Preventing vandalism -- more than mowing the grass
When you pass your neighborhood school are you pleased to see that money isn't being wasted on maintenance? Bushes are untrimmed, grass is high, weeds unpulled -- all waiting the fall "get ready for school" time?
Any school district pinching pennies this summer by cutting maintenance and groundskeeping expenses should stop and ask itself if it may be trading off one expense for an even greater one?
The reason -- a high correlation between the appearance of a building and the incidence of vandalism done to it.
So says the National Association of Secondary School Principals in Washington , D.C., (NASSP), the Center for the Social Organization of Schools at Johns Hopkins University in Baltimore, Md., as well as a number of building principals queried by the Monitor.
James Keefe, director of research for NASSP, feels there should be little difference in the approach to vandalism both during the summer or the academic year.
"First of all, vandalism is not the No. 1 problem at most schools. Only at 5 to 10 percent of our schools is there is significant problem," he says.
But where it is a consistent problem (more than the isolated incident that plagues all public places in our society, not just schools) some distinguishing characteristics can be observed, he states.
School size is very closely related to vandalism and is the most predominant factor in causing it. "Bigger is definitely not better," says Mr. Keefe.
Summer or winter, big schools with vandalism problems must seek "to create an effect of smallness," he states, otherwise the element of personal accountability is lost. Once you get over 1,200 to 1,500 students the "enemy factor" is introduced. Adults become anonymous and kids are not known. "They feel they can't be held accountable for their actions."
Access to the community, rather than a fortress mentality to protect the building from the community, is of paramount importance. "Fences tend to keep out the good and invite the bad," he adds.
Keeping the building open to the community for longer hours, rather than closing it after the academic day, can limit the incidence of vandalism. Neighborhood groups who feel the school is their "turf" are going to be much more protective of what goes on. Their presence in and around the building also diminishes the amount of time it is vacant, the time when it is most vulnerable.
The CEnter for Social Organization of Schools at Johns Hopkins in a study "Disruption in 600 SChools," reports that schools with high rates of vandalism do benefit by some security. A 24-hour workshift for the custodial staff has proved to be one of the most effective and least expensive ways to beef up building supervision.
Some schools go so far as to provide living quarters for a maintenance worker. The employee is not expected to deal directly with an incident when it occurs but to notify authorities immediately.
Johns Hopkins finds much less vandalism occurs in schools with strong leadership, especially if the principal is also perceived as humane and friendly by the community as well as the students.
Expanded counseling services as well as local media coverage of a vandalism problem must go hand in hand with direct prevention programs, notes the Johns Hopkin's report.

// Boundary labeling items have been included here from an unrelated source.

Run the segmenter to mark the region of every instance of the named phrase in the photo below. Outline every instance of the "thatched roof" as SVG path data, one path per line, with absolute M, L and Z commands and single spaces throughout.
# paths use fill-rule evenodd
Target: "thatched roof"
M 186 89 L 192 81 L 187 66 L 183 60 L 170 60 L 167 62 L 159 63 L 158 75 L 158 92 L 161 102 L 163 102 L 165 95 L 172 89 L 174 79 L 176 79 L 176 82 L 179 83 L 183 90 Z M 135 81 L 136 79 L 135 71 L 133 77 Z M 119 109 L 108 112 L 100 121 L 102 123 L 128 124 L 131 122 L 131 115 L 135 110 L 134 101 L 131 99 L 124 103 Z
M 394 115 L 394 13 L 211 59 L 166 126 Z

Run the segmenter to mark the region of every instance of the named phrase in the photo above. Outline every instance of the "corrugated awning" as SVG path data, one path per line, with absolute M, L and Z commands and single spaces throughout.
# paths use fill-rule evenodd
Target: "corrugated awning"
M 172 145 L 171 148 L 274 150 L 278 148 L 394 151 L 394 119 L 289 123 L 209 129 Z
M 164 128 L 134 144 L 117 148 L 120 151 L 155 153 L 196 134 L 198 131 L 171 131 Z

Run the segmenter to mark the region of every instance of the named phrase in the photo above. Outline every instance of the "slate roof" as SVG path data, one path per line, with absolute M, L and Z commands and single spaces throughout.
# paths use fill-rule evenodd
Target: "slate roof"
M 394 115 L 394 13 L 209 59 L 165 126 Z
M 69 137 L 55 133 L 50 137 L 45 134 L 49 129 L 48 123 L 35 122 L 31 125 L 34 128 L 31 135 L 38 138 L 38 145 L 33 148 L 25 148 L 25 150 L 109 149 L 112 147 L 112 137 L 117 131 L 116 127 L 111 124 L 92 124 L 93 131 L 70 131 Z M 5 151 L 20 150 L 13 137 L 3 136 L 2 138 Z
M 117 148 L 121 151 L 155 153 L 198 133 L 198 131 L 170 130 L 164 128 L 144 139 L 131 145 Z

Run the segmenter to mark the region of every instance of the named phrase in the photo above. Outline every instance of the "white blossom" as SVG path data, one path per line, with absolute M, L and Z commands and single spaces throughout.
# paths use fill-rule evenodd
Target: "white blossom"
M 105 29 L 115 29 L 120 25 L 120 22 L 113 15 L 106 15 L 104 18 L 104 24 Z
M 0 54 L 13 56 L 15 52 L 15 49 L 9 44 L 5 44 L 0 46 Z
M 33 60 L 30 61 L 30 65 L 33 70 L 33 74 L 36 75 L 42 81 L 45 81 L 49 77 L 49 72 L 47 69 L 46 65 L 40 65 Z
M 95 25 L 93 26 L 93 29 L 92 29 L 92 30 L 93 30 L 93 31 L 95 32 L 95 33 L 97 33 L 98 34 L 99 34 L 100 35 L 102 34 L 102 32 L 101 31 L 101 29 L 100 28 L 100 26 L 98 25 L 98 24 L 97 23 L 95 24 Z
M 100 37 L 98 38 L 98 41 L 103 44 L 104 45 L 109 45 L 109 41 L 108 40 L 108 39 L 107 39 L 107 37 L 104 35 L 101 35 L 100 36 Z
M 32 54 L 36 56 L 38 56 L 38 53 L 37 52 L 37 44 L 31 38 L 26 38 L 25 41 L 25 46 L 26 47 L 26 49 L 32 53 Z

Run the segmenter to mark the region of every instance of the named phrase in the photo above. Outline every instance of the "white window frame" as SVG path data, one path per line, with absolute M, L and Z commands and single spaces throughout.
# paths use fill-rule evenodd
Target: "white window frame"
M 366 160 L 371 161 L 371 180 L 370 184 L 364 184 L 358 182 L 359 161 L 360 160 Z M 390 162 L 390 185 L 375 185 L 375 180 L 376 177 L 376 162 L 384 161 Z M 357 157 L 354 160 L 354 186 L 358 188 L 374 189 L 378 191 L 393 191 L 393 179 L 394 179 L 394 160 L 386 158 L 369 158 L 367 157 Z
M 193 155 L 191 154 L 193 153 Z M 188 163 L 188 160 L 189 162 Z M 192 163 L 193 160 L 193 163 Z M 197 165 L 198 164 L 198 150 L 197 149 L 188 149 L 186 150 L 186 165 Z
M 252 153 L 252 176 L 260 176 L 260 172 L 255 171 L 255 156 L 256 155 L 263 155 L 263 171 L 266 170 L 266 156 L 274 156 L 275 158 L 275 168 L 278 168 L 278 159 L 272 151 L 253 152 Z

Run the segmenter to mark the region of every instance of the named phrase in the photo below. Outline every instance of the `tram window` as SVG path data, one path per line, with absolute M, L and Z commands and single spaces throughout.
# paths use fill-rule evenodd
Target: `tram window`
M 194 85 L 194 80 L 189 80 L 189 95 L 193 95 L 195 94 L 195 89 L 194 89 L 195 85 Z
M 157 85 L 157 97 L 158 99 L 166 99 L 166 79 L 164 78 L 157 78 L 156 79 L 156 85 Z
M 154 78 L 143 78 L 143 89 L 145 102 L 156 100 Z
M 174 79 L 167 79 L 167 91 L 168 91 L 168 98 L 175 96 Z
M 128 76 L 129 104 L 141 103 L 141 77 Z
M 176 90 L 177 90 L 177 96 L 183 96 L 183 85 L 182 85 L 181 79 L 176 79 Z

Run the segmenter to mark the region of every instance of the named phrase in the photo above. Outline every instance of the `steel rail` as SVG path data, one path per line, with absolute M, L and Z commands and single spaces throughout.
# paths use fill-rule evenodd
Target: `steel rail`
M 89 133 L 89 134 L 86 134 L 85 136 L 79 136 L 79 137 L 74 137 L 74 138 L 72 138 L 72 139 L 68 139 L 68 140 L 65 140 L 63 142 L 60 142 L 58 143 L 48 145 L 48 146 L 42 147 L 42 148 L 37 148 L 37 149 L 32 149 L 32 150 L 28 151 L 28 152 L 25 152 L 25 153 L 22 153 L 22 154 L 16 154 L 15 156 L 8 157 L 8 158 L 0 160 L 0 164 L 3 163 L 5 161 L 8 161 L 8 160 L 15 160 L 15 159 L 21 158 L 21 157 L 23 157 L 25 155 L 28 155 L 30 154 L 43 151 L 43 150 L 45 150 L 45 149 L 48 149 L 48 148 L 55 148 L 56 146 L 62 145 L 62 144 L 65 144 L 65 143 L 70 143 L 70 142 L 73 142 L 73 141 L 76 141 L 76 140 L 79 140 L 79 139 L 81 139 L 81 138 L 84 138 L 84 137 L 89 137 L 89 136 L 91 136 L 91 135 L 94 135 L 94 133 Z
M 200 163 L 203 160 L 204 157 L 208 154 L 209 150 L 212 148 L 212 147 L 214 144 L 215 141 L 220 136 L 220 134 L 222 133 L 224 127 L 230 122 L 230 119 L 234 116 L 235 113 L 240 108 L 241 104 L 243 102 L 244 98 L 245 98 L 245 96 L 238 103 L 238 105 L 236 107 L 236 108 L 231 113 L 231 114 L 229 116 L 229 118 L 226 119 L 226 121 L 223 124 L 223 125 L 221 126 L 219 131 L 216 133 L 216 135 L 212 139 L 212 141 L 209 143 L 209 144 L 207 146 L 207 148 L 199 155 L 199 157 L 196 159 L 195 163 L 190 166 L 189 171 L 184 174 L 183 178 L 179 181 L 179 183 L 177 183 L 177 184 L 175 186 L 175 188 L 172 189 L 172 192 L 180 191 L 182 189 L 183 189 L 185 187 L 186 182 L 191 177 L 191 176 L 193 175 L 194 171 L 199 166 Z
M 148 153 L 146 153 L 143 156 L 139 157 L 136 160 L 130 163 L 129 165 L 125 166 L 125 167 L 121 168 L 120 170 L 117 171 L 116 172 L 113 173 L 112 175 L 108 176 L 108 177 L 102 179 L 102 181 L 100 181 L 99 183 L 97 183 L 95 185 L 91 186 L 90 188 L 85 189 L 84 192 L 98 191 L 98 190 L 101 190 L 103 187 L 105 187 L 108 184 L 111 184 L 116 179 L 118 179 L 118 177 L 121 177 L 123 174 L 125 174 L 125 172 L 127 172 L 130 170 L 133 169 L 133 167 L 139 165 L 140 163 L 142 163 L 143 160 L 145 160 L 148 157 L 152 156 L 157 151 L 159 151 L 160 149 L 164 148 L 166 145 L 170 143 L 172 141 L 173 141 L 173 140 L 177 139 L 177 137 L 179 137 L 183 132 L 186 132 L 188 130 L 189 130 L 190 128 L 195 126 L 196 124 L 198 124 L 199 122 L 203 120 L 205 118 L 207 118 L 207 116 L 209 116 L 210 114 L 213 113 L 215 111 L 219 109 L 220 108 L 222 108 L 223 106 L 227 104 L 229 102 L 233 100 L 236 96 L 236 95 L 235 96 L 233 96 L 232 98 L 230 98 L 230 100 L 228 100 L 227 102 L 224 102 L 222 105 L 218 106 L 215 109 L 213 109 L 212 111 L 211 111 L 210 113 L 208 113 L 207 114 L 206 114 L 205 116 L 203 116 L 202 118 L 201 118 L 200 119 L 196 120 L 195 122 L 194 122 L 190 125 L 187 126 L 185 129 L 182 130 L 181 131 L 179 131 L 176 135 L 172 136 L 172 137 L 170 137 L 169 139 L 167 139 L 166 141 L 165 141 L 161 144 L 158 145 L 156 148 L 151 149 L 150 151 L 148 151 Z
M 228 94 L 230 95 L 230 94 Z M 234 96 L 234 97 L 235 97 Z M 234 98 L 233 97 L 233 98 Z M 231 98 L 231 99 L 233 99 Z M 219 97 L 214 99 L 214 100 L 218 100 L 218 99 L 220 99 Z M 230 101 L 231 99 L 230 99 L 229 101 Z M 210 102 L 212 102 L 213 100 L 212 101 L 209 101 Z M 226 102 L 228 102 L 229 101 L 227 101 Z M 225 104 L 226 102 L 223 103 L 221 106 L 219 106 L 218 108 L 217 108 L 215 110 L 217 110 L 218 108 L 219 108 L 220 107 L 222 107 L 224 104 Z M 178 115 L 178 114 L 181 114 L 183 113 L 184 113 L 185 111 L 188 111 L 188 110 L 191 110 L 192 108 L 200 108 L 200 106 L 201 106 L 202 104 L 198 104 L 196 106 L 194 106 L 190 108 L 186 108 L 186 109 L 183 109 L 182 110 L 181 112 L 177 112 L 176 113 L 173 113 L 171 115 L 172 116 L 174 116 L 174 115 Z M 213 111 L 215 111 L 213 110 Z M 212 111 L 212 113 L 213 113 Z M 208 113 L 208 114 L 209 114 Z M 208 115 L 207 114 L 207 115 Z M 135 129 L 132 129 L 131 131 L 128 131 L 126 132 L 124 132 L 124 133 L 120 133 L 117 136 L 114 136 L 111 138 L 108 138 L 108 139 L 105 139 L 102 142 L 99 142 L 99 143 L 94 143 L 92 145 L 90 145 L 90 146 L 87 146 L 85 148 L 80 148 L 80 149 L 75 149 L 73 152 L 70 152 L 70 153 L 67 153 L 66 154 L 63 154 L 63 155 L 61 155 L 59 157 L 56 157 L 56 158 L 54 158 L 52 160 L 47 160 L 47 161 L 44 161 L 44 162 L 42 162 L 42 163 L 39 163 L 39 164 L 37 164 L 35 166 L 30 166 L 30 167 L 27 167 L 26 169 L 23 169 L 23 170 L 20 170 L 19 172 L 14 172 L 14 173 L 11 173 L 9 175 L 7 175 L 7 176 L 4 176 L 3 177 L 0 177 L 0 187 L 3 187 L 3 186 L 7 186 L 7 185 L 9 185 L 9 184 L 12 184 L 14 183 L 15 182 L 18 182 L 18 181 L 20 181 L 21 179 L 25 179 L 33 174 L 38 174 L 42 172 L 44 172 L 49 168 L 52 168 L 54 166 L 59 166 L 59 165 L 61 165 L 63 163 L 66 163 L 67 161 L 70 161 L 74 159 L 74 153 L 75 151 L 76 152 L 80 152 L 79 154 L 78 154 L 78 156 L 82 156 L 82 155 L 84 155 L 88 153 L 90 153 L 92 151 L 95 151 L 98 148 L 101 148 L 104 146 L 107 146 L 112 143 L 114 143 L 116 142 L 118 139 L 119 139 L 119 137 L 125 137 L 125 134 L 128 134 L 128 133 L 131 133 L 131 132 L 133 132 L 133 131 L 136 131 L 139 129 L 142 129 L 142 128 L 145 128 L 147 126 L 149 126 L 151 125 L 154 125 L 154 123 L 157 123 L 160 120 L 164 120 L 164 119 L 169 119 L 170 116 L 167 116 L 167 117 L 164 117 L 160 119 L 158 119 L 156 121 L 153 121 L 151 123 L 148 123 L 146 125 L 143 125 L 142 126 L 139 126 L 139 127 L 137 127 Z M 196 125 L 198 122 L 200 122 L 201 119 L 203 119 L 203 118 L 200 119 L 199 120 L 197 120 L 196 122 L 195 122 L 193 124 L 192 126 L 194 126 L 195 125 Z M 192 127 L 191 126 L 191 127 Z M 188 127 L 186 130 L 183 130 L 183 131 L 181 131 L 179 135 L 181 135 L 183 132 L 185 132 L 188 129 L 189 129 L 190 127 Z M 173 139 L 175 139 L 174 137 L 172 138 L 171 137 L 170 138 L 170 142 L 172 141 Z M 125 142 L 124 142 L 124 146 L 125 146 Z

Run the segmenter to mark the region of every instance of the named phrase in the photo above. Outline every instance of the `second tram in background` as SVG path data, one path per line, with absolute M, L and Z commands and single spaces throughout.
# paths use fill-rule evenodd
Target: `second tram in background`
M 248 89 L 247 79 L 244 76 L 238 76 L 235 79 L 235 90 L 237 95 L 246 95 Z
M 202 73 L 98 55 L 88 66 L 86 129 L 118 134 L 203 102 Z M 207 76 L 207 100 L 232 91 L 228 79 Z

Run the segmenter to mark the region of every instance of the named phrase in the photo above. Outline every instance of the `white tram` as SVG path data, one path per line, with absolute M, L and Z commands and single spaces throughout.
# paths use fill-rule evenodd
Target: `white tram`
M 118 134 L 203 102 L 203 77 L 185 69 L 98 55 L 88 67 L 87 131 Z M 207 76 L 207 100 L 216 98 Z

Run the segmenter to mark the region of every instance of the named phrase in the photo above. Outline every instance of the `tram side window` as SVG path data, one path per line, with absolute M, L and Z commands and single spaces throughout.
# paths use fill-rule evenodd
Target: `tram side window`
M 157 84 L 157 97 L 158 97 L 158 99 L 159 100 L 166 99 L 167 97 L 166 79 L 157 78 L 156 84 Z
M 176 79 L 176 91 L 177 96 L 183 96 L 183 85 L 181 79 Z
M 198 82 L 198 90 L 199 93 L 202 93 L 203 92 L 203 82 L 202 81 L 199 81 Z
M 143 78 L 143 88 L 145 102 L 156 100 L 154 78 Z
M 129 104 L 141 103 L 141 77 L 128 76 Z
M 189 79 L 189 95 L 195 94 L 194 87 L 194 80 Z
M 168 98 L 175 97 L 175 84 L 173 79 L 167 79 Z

Lou Gappmayer, principal of Bozeman Senior High in Bozeman, Mont., says, "Vandalism is contagious. You can get by with less expense by dealing with the physical problem immediately. As soon as it occurs I either replace it or remove it."
But he quesitons the new "vandal proof" buildings that are all brick and tile and have a minimum number of windows.
The physical environmental of a school is going to affect the attitudes of the people in it. "An aesthetically pleasant building, one with artwork by the students, one with murals, has a much better chance of being respected by students and the community," says Mr. Gappmayer.
Many school officials think it would be best if architects consulted with building principals, "the people who are going to have to live with the building for the next 20 to 30 years," before they build a new school.
Eliminating building design problems that prompt vandalism before the brick and mortar stage -- a low roof, a dark hallway, an abundance of plate glass by the lucnh line, -- is much better than having to react to them for the life of the building.
If a structural problem does exist and vandalism is a recurring problem in a specific area, Mr. Gappmayer recommends doing whatever is possible to make the area attractive. Brighten up a dark spot, landscape a hidden corner, assign teachers to "naturally" patrol a high traffic area that has a history of problems.
One thing he always does in the summer is to have a crew of students work on the year- end scrubbing a building receives and help with the extra landscaping the vacation season calls for. Besides the fact of having students physically in the building to keep an eye on it, by working on it they therefore have a stake in its appearance.